There are two distinct providers of political tours. The distinction is based on whether they are based within or outside the local community. The main difference between them is related to issues of delivery and interpretation. The next section will illustrate the main characteristics of both providers.

Providers from outside the communities are official institutions. They deliver a sanitised version of the troubles, a tour appealing to the generic tourism markets. Social and economic benefits from this type of tour do not stay within the community. The community lacks of a tourism infrastructure which is necessary for generic markets. Tourists come in large numbers, but due to the lack of tourism facilities appealing to generic markets, they do not stay within the area. In the communities, there are no hotels or tourism amenities.

Furthermore, local communities are not in favour of tours provided in that way. They feel uncomfortable being observed by visitors and in extreme cases are even hostile to them. This is due to a perception that people from the outside (other providers) are exploiting the legacy of conflict. Local communities are concerned with the way the tour is delivered, i.e. verbal communication and mannerisms employed by the tour guides interpreting the issues of the recent troubles. The verbal communication employed by tour guides when delivering the tour is important for the community. Tour guides from outside the community use language and expressions (see examples in the extracts below) which the community often perceives as insensitive and wrong. On the other hand, tour providers originating from the community deliver tours which are more acceptable by local community and which offer evidence of a real reconciliation between those two communities made on tourism.
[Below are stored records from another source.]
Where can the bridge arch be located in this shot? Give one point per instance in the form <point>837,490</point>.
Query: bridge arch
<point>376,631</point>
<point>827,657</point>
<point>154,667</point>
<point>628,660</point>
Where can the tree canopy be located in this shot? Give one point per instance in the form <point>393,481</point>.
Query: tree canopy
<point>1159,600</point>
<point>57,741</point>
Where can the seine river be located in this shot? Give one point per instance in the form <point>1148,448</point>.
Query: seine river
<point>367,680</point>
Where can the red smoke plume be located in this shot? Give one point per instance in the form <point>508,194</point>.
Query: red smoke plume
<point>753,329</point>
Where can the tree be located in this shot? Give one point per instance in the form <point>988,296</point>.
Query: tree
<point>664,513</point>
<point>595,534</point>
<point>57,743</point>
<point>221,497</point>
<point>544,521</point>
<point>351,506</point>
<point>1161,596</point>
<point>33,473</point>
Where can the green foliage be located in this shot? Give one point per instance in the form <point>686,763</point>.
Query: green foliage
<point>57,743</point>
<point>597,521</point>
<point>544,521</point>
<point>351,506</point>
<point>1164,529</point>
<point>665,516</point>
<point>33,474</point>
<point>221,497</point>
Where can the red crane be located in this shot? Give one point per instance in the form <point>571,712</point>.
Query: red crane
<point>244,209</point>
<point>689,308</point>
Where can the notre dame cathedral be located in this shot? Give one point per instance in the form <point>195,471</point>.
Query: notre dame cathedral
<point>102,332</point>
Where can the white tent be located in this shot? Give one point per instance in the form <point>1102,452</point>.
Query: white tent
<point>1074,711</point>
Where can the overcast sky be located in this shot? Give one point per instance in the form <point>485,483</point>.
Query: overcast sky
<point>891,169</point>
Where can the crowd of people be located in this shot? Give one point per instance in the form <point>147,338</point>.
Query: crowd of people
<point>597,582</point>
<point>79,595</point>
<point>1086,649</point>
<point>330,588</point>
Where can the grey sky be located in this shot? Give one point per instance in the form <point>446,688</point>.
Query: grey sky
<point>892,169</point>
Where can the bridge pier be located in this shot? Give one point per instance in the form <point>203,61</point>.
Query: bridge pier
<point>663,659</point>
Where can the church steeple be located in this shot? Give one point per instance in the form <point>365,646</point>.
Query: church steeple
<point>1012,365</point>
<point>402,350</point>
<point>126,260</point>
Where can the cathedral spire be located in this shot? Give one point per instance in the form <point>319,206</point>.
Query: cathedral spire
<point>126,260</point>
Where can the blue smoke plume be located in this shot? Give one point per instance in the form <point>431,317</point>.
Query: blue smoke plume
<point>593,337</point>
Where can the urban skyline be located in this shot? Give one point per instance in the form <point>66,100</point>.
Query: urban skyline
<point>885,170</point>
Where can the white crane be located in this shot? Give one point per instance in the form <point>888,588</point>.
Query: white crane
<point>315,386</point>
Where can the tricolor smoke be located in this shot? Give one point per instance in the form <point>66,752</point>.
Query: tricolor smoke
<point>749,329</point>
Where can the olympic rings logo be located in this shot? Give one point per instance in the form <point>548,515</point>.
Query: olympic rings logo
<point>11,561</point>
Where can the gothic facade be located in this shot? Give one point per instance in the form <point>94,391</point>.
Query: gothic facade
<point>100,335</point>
They [tour guides] are using language which is not very appropriate, and of course when local people hear it, they do not like it. These guys starved themselves to death, they committed suicide in jail, and this is not the language. People who pass by, they would stop and say, excuse me!!! They would not be so happy.
I2 (480-484), (Local community, project manager)

Tour groups organised by providers from the outside of the community tended to be large. Their size was considered as being in disproportion to the community’s ability to cope with their feelings. The researcher named tourism providers from the outside of the community Red bus providers and referred to the whole phenomenon as the Red bus syndrome. During the interviews red buses were often used as an example, as they were easily noticed on the streets. They present the official voice, which is viewed as disproportionately big and different, something which was highlighted clearly by this analysis. The company which runs red buses is a franchise of a company that runs tours all over Europe. In a community, the red bus was seen as a symbol of middle-class intrusion; it was brought in from the outside in order to capitalise on their struggle. This study found that tourist numbers in certain areas were growing, but the benefits derived from tourism were not staying within the area and people there were not included in delivering a tourism product and making decisions about it. The following quotes illustrate a lack of understanding between the communities on one side and official tourism bodies on the other:

The official tourism authority has a positive view on the issue, i.e.:

People began to see people coming here more. For people in Belfast, one of the things people tend to notice most are city bus tours, the open top bus tours. Those small things which make people realise that the situation nowadays is becoming much more normal if you see tourism around. I always say, tourism is almost like a parameter for normality. If you see tourists here, you are becoming much more normal society
I8 (343-350), (Senior manager)

This was in opposition to the community based view on the issue:

It’s better that we bring people into the communities than having those big buses going around and having somebody talking about the community who is maybe even from outside the city. They don’t realise, they don’t know what it’s like. People may have the feeling that they have been stared at, whereas if we bring people in the community, we say: Come on board, interact, you tell what your opinion is and that gives people a chance to tell the story
I1 (304-311), (Senior Manager)

Image4Picture 3. “Shankill Mural: Titanik”, Shankill, Belfast, 2006.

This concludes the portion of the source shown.